Have you ever tried to take a photograph of something framed in glass? We see the picture or artwork clearly, but when you look at the photograph you took, you can see a reflection of yourself taking the picture, or other objects that were around you at the time the picture was taken. You didn’t see it when you were taking the picture, but it’s plain as day when you look at the photo when it’s printed out.

This is how we look at life. And the way life looks at us. Our attention is so focused on what we think we are looking at, we aren’t noticing the part of ourselves that we are superimposing on the situation. Sometimes we are looking with such intent at what we are looking that we completely miss the fact that life is trying to teach us what not to do. We don’t tend to see our own faults. Sometimes it takes another person’s situation or observation to make us recognize the things that we do the same way. Only then can we be aware enough to change them.

So if you find someone annoying you, think about what it is they are doing that is getting on your nerves.

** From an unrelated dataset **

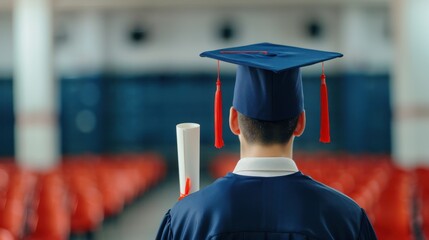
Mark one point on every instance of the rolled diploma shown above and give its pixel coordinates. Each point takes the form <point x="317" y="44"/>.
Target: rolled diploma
<point x="188" y="150"/>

Are they being pushy? Think about what ways you may have acted that that is causing such a vivid reaction to their actions. Maybe they are that way because they have let others push them around in the past. Maybe you did too. Are they being passive-aggressive? In what ways might you be passive-aggressive, or appear that way to others?

These are just examples. It can be a real smack in the face when we realize the unexpected and far-reaching impact of our actions. It may not always be that we actually acted that way, but it might be something we are doing that causes people to see us that way. Or maybe we really act that way, and we just don’t realize what other people are seeing in us. Either way, our sub-conscious mind is sensitive to it – sensitive enough to trigger a reaction in us. Our objective mind can see things more clearly than our subjective thoughts, and it’s trying to get our attention.

Life has a way of showing and teaching us what we need to know, and sometimes it comes to us in unexpected ways. It’s up to us to pay attention and learn from these things. So pay attention! More importantly, don’t take things personally. Each of our actions is our own responsibility, and when we take on responsibility for others’ actions by getting angry, worried or upset, we are only causing harm to ourselves. It isn’t the other person’s fault that we react the way we do. It is our choice to react that way, and we can choose to react differently.

When you see something you don’t like in others, recognize that reflection of yourself in the situation. Take the time to understand why you are choosing to feel the way you do, then react with love, and thank them for the valuable lessons they have taught you! Use the situation to make positive changes in your experience, and the experiences of those around you.


For now we see through a mirror darkly; but then face to face. Now I know in part; but then I shall know even as also I am known (I Corinthians 13:12).